The economy is utterly ruined unless political temperatures are lowered
Until we get our politics right, this economy will not take off. We don’t even know when the elections will be held. Yet political temperatures are right now at fever point.
We had all hoped that the transition to the post-Kibaki Kenya would herald an era of new politics.
When we changed the Constitution by introducing things such as devolution and constitutional checks and balances, the hope was that the premium which the political class in Kenya place on political power would come down.
Our experience had taught us that where you have a system in which the political class places a high premium on capturing political power, politics becomes a struggle with few restraining rules.
We had hoped that since the incumbent was not going to participate in the elections, the stakes on holding political office would be lower this time round.
We were dead wrong. All indications are that we are going to into another do-or-die election. The issues surrounding the International Criminal |Court have pushed the stakes even higher.
As before, this is going to be politics without principles. Politics in this country is not about disagreements over competing visions.
What does this emerging scenario portend for the prospects of the economy in the medium term? First, the most critical economic risk this country faces is the uncertainty over the Kibaki succession.
Until we jump this hurdle, investors and creditors will remain on a wait-and-see mode. Very little forward movement will take place on the economic front. The extravagant predictions I hear government officials mouth all the time will turn out to be worthless.

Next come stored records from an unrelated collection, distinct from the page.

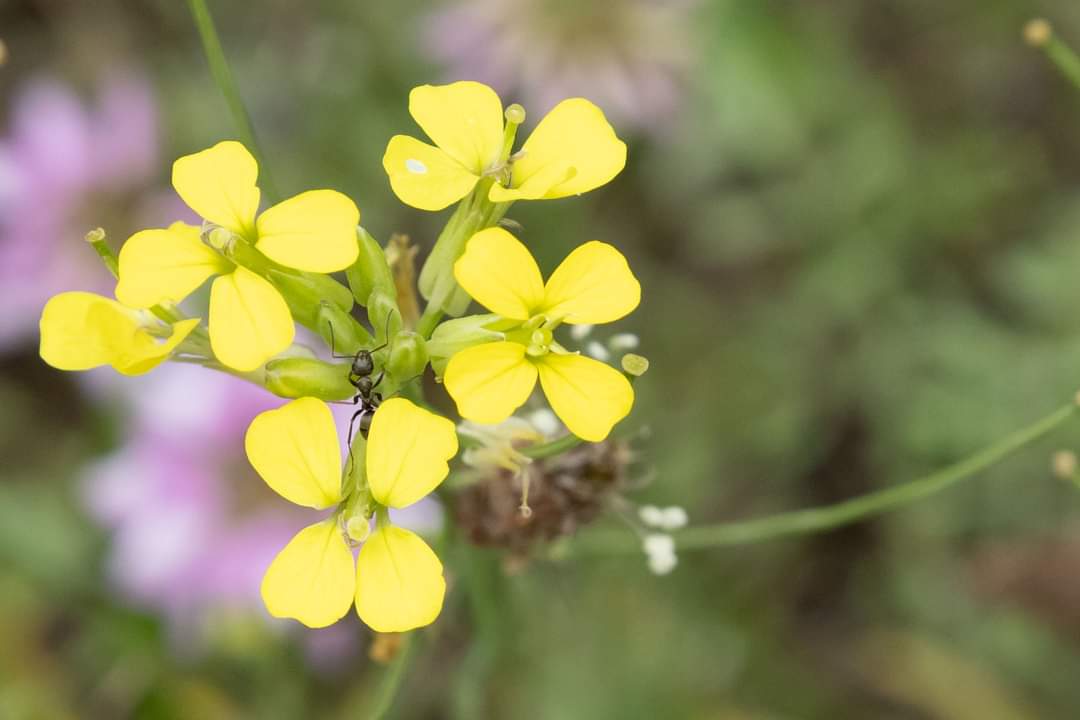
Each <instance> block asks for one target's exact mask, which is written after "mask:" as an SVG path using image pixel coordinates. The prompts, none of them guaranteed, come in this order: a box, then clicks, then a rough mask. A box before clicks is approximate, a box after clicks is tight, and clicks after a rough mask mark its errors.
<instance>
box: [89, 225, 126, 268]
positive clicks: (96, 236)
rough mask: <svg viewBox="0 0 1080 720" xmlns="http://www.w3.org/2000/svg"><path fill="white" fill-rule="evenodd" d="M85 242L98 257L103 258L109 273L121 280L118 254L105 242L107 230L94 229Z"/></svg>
mask: <svg viewBox="0 0 1080 720" xmlns="http://www.w3.org/2000/svg"><path fill="white" fill-rule="evenodd" d="M85 240H86V242H87V243H90V245H91V246H92V247H93V248H94V252H95V253H97V257H99V258H102V262H104V263H105V267H106V268H107V269H108V271H109V272H111V273H112V276H113V277H117V279H119V277H120V259H119V258H118V257H117V254H116V253H113V252H112V248H111V247H109V244H108V243H107V242H105V230H104V229H102V228H94V229H93V230H91V231H90V232H87V233H86V235H85Z"/></svg>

Investors abhor uncertainty and risky political environments. It is very unlikely that we will enjoy stable macro-economic conditions in such a situation.
As experience has amply demonstrated, do-or-die elections tend to promote fiscal laxity. The teachers will be given their long-delayed salary increments. The striking nurses will all be paid better salaries.
All politically-inspired infrastructure projects will be funded. The public wage bill will balloon unsustainably, leaving little money for operations and management, and eating up what should go to the development budget.
Do-or-die elections are what created the Goldenberg scandal. In that election, the incumbents-, fearing that they were about to be dethroned, raided the Central Bank and looted billions of shillings.
There emerged what came to be known as political banks – conduits for stolen money from the Central Bank.
We witnessed sensational cases of cheque-kiting between Post Bank Credit, Trade Bank and Exchange Bank where billions of shillings were laundered out of the Treasury and the Central Bank to fund the elections.
The National Social Security Fund was turned into a source of largesse, used to fund kickback-motivated projects to raise funds for the elections.
Treasury bonds worth billions of shilling were issued out to politically-connected road contractors to pay questionable pending bills arising from shady court awards.
We must appeal to the key players in this coming elections to bring political temperatures down. For the country to transit to a post-Kibaki Kenya smoothly, the stakes must be deliberately lowered.
We need to create an environment that permits bargaining between opponents, and tolerance. The new Constitution has offered us the best chance to make a major break with the past.
Presently, macro-economic conditions are beginning to look up. Inflation is trending downward, and the exchange rate has become more stable.
I expected the shilling to strengthen even further when the government finally closes $600 million borrowing deal it has been negotiating with a syndicate of international banks.
Still, this is an economy facing too many risks. Although we are not categorised among the highly-indebted countries, we have a large stock of domestic debt. We are faced with rising public sector wage bill, a large current account deficit, and an unprecedented high budget deficit.
We are confronted with a presidential election which may aggravate factionalism and ethnic loyalty and erode the credibility of Kenya in the eyes of the international community.
We must bring political temperatures down.